Informações importantes


Rocca Viscontea: fortaleza medieval de Romano di Lombardia

Se passar por estas paragens, a Rocca Viscontea não passa despercebida: maciça, quadrada, com quatro torres que se erguem sobre as casas de Romano di Lombardia. Não espere um castelo de conto de fadas, mas uma fortaleza de fronteira que cresceu entre os séculos XII e XVIII. Entrando no pátio, os séculos leem-se nas muralhas: seixos do rio, tijolos viscontianos, ameias gibelinas tapadas, afrescos venezianos. O contraste entre a função militar e os detalhes refinados – a loggia de Colleoni, o leão de São Marcos – é o que mais me impressionou. Depois há o Museu Memória da Comunidade, que acrescenta uma nota pessoal e comovente, entre recordações das duas guerras. Em poucas palavras: um lugar que conta séculos sem peso, caminhando entre torres, adarves e pátios.

Notas Históricas

A história começa com o burgo fortificado, iniciado depois de 1171. O nome ‘Viscontea’ chega com os Visconti de Milão, que entre os séculos XIV e XV a transformam numa máquina defensiva: fossos cheios de água, ponte levadiça, torres. Depois de 1428, sob Veneza, torna-se residência dos podestà venezianos. Durante alguns meses, também ali permanece Bartolomeo Colleoni, que a torna mais elegante com galerias e janelas trilobadas. No século XVIII, a função militar desaparece, depois a fortaleza acolhe escritórios judiciais. Desde 1968, os restauros trazem à luz os elementos originais.

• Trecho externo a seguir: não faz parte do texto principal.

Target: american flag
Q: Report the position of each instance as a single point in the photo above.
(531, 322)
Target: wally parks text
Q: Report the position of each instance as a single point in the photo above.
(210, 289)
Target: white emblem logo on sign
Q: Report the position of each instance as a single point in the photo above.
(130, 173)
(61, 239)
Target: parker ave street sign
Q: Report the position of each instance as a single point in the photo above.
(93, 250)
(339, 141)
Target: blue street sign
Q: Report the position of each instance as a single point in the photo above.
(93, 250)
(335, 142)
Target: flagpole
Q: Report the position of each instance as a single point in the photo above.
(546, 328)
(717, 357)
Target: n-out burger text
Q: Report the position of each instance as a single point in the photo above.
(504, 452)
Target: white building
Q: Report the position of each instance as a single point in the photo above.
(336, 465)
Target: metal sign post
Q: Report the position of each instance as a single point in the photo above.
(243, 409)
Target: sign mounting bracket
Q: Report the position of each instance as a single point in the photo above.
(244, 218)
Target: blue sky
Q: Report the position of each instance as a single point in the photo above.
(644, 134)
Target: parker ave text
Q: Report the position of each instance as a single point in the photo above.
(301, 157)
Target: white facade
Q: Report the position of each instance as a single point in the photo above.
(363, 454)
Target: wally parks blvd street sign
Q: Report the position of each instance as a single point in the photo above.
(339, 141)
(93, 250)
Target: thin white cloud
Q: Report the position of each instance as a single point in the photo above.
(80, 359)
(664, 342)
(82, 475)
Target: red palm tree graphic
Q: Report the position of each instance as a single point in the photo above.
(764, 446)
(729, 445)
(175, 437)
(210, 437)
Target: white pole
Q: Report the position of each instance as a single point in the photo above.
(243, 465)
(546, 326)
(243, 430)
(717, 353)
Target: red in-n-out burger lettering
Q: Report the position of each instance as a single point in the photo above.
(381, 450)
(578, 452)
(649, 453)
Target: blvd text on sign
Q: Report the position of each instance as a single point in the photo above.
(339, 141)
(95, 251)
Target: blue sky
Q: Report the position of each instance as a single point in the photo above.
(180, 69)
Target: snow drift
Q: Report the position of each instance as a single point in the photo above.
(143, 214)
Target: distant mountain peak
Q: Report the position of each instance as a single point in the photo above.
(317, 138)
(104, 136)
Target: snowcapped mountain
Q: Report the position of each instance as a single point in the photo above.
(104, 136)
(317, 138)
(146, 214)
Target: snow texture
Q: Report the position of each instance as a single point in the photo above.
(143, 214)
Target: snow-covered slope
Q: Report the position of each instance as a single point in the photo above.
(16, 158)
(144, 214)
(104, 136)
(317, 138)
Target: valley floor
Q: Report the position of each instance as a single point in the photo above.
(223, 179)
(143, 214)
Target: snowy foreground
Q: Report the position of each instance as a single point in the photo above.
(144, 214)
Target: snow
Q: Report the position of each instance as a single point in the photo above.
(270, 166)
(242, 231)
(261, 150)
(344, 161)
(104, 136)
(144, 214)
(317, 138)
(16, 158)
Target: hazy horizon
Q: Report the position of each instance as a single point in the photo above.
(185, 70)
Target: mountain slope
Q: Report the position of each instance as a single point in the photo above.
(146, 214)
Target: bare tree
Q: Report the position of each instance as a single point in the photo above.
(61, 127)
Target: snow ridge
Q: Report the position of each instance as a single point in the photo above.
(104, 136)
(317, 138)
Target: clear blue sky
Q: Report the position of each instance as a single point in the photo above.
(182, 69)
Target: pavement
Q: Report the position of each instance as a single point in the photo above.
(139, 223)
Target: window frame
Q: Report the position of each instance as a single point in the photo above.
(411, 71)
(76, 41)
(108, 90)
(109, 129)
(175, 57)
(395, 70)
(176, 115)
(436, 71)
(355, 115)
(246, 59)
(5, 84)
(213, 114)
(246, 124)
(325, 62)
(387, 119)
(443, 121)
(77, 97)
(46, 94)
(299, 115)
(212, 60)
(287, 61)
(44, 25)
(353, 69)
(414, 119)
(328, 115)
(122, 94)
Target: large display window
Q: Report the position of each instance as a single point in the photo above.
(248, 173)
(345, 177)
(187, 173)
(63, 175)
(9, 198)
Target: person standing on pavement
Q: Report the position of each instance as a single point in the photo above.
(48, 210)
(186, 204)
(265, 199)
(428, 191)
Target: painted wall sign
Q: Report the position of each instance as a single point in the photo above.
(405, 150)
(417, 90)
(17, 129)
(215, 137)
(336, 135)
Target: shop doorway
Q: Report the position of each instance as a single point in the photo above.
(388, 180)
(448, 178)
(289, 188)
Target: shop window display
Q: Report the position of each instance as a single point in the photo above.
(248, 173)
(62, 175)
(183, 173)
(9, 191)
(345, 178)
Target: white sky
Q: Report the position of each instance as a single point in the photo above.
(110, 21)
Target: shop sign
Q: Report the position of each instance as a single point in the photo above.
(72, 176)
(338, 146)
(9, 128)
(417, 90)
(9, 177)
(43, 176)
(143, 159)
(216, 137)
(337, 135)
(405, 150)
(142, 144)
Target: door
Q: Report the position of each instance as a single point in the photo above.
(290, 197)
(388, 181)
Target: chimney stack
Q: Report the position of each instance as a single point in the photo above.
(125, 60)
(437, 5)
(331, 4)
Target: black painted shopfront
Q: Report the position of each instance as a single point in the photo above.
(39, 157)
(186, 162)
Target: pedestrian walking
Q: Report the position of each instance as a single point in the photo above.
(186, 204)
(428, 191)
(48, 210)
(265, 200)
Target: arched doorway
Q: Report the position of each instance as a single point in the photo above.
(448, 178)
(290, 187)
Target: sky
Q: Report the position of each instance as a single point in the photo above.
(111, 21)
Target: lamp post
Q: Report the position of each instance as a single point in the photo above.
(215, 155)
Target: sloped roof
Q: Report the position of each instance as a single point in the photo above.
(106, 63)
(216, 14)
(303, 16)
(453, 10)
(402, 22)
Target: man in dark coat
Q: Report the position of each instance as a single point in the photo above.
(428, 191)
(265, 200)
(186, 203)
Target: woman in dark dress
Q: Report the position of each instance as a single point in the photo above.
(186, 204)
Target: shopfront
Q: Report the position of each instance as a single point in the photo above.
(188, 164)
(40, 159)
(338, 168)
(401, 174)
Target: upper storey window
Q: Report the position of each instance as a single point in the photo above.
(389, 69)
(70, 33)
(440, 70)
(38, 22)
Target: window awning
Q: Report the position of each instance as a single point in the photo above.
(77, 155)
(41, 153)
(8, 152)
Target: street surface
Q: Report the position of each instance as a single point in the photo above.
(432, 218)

  • Depois de 1171: construção da fortaleza no novo burgo.
  • Séculos XIV-XV: intervenções dos Visconti.
  • 1428: passagem para Veneza, sede do podestà.
  • Século XV: permanência e modificações de Bartolomeo Colleoni.
  • 1968: início dos restauros modernos.

As quatro torres e a loggia do Colleoni

Cada uma das quatro torres tem uma personalidade própria. Na torre de sudeste, nota-se a pequena loggia afrescada que Bartolomeo Colleoni mandou abrir: decorações geométricas e, abaixo, uma portinhola elevada, chamada ‘pontesella del soccorso’, usada como rota de fuga. A torre noroeste, feita construir pelos Visconti para controlar a Porta Bergamo, serviu durante muito tempo como prisão, inclusive durante a Segunda Guerra Mundial. Na parte superior das muralhas correm caminhos de ronda com ameias gibelinas, parcialmente obstruídos, mas ainda visíveis. No flanco leste, os poderosos terraplenos do século XVI mostram o quanto a defesa era cuidada nos mínimos detalhes. Subindo, o olhar abrange a vila e o amplo fosso que se tornou verde. Uma visita guiada ajuda a interpretar esses vestígios: sem guia, corre-se o risco de passar diante de séculos de história sem se dar conta.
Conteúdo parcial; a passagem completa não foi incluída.